Rubrik isn’t just waving the alarm bell; they’re building practical tools to reel wayward AI back in, including an “undo” capability that can reverse specific bad actions taken by agents so recovery doesn’t mean a weeks‑long outage or destroyed data. That kind of engineering is exactly what enterprises need when an automated process erases code, corrupts records, or exfiltrates sensitive information at machine speed. Private engineers solving problems with hard tech is the American model — iterate fast, fix fast, and keep the economy running.

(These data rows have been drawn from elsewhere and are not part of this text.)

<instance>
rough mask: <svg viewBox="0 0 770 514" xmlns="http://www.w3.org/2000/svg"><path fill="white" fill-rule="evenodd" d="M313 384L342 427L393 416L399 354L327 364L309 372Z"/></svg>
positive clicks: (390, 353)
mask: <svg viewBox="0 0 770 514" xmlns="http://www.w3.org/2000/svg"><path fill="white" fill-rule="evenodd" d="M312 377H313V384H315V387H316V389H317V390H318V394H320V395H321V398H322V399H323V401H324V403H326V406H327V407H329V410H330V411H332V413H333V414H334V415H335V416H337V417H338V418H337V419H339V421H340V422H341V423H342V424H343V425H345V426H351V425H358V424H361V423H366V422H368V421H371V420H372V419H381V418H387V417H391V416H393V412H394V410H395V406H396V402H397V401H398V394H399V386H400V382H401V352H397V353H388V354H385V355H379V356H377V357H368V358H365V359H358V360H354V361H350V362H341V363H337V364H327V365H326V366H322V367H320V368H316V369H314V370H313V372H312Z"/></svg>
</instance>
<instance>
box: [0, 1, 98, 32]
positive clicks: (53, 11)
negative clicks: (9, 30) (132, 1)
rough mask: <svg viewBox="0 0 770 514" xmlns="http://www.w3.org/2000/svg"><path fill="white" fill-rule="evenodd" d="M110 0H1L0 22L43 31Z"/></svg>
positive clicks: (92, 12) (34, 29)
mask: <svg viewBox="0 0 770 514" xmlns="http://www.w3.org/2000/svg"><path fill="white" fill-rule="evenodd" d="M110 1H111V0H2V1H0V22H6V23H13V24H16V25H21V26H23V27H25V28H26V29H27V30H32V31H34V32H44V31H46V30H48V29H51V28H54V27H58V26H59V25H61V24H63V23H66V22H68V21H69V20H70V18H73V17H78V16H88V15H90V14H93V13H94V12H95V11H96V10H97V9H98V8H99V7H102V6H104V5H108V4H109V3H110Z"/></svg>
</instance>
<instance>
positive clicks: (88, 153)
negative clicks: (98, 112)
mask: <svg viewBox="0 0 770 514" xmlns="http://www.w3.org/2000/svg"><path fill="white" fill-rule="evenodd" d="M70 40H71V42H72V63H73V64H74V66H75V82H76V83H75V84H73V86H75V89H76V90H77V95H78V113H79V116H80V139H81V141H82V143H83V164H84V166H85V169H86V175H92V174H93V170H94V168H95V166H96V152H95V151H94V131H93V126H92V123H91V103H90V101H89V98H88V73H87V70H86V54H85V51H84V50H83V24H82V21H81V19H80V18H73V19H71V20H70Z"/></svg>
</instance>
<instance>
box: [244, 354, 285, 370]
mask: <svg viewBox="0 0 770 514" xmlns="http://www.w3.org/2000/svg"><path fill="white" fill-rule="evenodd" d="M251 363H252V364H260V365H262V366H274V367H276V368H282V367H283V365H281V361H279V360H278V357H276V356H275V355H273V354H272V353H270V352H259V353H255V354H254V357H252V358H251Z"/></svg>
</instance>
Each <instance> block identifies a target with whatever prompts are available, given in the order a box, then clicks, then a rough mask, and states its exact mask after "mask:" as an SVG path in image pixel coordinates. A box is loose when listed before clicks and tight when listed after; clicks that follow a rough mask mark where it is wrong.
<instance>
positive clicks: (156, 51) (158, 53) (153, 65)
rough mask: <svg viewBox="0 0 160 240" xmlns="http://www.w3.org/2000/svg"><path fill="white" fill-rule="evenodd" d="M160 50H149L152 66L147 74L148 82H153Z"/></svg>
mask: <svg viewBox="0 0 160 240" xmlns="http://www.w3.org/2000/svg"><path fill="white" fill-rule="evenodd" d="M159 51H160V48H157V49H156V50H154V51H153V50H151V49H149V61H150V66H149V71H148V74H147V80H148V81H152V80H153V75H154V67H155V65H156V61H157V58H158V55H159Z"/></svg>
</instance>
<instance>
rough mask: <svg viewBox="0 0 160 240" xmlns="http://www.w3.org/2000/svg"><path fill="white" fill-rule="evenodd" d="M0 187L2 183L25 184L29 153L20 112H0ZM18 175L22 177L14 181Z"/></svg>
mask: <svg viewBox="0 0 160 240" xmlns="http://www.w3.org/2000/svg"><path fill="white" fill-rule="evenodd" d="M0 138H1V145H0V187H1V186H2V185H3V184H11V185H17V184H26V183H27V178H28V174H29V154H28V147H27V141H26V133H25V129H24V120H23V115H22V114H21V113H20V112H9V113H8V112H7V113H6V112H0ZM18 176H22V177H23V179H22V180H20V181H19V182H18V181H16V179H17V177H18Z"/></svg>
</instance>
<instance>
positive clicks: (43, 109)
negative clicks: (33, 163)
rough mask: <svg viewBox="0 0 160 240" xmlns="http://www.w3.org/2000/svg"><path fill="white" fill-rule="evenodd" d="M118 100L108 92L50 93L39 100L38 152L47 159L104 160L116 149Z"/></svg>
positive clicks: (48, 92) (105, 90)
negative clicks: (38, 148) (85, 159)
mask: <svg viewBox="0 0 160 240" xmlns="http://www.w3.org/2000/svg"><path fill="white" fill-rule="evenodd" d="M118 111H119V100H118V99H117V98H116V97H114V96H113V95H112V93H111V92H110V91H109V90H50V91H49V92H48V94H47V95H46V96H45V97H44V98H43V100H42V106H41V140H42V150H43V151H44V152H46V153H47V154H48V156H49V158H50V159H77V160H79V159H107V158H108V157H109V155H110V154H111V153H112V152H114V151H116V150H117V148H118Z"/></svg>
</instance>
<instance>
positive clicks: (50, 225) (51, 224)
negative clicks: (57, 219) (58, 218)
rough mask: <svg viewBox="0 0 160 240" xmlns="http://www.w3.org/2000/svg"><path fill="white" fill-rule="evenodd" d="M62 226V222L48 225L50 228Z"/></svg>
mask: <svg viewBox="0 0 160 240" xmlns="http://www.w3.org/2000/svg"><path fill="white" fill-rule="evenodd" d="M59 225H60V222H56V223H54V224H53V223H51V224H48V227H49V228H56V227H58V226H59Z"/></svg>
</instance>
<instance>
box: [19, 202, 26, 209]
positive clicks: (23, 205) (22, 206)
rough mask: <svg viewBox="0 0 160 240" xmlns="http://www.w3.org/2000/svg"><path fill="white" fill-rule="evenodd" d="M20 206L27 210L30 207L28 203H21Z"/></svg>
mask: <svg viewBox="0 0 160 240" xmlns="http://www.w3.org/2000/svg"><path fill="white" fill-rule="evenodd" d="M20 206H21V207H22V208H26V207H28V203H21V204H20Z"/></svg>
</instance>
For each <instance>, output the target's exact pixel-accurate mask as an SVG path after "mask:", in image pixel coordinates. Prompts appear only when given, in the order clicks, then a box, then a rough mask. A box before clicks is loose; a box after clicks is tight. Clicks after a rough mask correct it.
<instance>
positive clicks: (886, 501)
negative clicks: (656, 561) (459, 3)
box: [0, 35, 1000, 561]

It’s not hypothetical: Rubrik’s own research and industry reporting show organizations are already wrestling with agent incidents and a disturbing lack of rollback options once an agent misbehaves. When businesses can’t rewind an agent’s actions without shutting systems down, the result is chaos for customers and real economic harm for employees and shareholders. This isn’t the time for hand‑wringing; it’s the time for resilient architecture and ruthless accountability inside corporate walls.

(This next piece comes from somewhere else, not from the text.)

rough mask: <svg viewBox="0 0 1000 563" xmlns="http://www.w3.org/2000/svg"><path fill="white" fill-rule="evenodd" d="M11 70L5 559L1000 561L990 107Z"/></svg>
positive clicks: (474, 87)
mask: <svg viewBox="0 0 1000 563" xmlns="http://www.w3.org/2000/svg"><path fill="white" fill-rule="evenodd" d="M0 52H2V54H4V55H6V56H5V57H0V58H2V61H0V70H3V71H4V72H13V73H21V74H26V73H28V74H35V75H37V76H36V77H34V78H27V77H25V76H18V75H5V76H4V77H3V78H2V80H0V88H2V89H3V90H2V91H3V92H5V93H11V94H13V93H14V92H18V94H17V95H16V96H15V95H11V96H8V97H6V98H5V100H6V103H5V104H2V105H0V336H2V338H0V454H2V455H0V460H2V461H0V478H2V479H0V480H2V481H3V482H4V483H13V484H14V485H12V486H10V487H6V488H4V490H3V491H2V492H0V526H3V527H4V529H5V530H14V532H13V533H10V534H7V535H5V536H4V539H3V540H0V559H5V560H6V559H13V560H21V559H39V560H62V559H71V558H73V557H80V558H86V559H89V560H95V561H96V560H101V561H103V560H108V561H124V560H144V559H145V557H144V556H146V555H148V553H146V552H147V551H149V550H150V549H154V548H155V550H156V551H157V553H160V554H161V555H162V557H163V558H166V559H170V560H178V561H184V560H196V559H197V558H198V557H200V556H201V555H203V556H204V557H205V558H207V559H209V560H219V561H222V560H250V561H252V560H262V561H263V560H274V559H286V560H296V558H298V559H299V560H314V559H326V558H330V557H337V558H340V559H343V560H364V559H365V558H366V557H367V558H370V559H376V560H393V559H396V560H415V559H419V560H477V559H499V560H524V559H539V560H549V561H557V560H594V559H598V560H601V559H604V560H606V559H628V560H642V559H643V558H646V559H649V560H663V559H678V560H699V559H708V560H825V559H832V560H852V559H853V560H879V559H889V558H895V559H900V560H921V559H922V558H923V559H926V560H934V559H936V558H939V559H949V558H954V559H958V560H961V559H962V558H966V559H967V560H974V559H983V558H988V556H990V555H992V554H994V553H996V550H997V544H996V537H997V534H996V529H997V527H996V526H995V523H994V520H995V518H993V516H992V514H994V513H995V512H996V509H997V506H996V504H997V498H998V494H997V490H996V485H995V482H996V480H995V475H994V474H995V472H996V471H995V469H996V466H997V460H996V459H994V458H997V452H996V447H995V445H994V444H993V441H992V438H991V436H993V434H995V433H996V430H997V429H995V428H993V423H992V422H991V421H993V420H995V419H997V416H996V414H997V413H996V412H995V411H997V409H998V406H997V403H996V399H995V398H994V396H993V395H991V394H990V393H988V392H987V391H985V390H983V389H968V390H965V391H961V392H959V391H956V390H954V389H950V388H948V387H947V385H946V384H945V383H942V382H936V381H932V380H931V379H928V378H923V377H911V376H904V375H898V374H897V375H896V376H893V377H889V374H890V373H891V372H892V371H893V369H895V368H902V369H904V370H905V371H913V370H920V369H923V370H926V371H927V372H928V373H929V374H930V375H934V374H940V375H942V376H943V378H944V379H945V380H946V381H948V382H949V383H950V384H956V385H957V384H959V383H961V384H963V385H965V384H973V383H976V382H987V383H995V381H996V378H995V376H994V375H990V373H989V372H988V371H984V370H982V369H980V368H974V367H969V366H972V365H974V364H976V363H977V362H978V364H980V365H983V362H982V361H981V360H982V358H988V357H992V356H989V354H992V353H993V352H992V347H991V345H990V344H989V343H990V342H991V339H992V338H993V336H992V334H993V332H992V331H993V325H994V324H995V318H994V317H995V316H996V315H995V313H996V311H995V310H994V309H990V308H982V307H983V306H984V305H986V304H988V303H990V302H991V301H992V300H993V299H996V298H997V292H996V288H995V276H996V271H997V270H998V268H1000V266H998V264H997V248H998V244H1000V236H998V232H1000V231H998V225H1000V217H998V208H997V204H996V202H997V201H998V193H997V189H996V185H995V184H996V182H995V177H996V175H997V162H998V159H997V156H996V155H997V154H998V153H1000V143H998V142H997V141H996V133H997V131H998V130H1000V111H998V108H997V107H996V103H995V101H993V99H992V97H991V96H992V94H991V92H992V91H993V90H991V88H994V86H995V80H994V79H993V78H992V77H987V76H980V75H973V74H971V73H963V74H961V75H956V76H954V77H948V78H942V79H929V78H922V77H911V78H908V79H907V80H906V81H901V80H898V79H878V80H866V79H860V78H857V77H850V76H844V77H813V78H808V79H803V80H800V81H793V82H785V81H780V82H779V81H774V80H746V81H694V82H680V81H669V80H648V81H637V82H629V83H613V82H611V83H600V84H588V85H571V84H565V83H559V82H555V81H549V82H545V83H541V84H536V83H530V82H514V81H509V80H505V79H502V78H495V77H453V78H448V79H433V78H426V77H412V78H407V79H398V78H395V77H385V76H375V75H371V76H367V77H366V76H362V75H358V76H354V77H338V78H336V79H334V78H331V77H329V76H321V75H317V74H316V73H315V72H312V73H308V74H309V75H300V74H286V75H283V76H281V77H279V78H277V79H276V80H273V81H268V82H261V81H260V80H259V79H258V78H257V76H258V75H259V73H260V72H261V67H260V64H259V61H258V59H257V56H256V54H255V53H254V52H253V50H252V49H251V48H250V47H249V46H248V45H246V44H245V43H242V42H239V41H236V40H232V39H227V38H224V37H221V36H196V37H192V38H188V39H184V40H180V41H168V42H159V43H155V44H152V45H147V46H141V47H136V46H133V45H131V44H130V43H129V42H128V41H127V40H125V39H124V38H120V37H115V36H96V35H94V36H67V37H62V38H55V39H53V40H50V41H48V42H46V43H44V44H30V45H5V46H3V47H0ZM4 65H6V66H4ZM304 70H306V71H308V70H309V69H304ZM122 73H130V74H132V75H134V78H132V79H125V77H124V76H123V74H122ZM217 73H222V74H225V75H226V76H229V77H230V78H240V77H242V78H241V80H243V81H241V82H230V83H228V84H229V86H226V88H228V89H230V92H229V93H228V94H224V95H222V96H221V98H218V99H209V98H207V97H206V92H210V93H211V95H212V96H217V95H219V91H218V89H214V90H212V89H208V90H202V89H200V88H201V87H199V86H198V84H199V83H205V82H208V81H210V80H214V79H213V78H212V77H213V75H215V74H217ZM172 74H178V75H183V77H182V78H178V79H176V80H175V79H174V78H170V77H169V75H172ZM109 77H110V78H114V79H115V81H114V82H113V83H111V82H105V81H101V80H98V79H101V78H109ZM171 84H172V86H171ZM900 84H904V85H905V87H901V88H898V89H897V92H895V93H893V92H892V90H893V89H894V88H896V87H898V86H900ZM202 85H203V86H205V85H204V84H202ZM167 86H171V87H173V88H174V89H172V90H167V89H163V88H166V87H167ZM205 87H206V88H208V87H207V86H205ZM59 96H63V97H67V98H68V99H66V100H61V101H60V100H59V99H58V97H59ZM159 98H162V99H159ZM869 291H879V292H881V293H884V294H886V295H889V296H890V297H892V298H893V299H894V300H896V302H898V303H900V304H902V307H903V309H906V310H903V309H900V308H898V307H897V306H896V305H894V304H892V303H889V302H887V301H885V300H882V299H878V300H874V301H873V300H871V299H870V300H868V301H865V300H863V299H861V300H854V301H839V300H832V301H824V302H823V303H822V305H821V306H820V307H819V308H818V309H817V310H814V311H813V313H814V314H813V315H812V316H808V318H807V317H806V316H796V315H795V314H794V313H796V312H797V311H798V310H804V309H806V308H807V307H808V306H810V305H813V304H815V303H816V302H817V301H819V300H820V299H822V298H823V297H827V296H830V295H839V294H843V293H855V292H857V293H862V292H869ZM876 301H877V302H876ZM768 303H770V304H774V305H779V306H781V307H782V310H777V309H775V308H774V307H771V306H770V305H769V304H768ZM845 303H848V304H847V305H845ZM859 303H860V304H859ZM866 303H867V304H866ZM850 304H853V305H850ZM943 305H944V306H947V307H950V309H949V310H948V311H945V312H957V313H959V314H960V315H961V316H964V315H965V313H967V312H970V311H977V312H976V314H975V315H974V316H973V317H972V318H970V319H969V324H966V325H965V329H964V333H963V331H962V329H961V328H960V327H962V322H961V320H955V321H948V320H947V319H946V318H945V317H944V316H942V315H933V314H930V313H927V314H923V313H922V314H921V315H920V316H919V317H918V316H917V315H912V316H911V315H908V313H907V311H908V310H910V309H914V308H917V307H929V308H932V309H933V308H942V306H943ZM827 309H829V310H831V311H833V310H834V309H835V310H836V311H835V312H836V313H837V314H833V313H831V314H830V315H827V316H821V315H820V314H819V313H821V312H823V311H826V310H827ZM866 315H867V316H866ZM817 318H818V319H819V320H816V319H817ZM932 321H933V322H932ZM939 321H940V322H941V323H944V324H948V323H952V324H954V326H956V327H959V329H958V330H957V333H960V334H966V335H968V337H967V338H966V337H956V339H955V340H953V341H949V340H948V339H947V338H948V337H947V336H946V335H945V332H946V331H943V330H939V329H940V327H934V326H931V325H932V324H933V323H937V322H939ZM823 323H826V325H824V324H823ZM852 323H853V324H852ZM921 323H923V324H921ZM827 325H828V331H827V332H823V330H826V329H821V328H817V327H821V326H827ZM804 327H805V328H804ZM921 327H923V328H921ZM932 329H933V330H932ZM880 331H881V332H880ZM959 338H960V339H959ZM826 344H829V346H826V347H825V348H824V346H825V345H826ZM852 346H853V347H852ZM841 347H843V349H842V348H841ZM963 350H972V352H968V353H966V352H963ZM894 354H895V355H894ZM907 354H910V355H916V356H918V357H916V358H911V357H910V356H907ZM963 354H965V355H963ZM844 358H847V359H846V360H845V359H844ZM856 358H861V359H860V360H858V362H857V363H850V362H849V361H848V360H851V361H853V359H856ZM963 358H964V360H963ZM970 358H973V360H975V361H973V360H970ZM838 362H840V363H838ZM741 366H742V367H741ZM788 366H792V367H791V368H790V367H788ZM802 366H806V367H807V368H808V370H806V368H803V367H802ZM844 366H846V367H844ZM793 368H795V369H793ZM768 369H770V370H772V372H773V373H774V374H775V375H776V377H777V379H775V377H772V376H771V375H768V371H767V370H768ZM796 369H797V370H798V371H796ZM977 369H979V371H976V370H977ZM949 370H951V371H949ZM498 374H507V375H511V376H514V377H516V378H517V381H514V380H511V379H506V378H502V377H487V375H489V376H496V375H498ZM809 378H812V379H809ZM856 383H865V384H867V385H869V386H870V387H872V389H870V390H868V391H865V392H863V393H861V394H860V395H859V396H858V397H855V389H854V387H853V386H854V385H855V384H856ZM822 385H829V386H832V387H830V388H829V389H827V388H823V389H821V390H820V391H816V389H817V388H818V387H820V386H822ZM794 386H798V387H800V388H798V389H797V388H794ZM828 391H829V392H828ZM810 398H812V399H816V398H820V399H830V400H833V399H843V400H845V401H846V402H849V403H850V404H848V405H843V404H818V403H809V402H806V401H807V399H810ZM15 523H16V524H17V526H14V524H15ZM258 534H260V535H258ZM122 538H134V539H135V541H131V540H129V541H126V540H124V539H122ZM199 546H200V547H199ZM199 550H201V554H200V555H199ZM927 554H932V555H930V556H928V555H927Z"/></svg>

Meanwhile, the usual parade of regulators and tech moralizers offer platitudes while companies face operational risk today. Conservatives should applaud solutions that come from competition and innovation, not top‑down edicts that hamstring defenders and embolden attackers. Rubrik’s approach — layered defenses, agent governance, and recovery — is a reminder that freedom and security thrive when private firms are empowered to protect customers. No bureaucrat’s permission slip is needed to secure American workplaces.
Leadership matters, and Anneka Gupta has been clear about prioritizing pragmatic defenses over fashionable theory, pushing for real controls that operators can use in production. That hands‑on mentality — product teams working with security operators to build “agent rewind,” monitoring, and governance — is how you turn a looming existential risk into a manageable operational problem. Praise where praise is due: this is competent private leadership stepping up to the plate while too many in Washington argue on Twitter.
Rubrik’s collaborations and product integrations with big cloud providers are further proof that the market responds when there’s real danger to customers, creating ecosystems of protection rather than islands of vaporware. The company’s recent moves to integrate with major agent platforms show American tech firms can partner to defend data without waiting for one‑size‑fits‑all government rules. Let the market do what it does best — build, compete, and iterate — and we’ll get safer systems faster than any committee can write a regulation.
Hardworking Americans deserve technology that protects their jobs, their personal information, and the integrity of the institutions they rely on. Demand accountability from the companies you trust, celebrate firms that build real defenses, and elect leaders who back innovation and security rather than endless study groups and symbolic gestures. If we want resilient infrastructure and prosperous communities, we back those who actually fix problems — not those who only talk about them.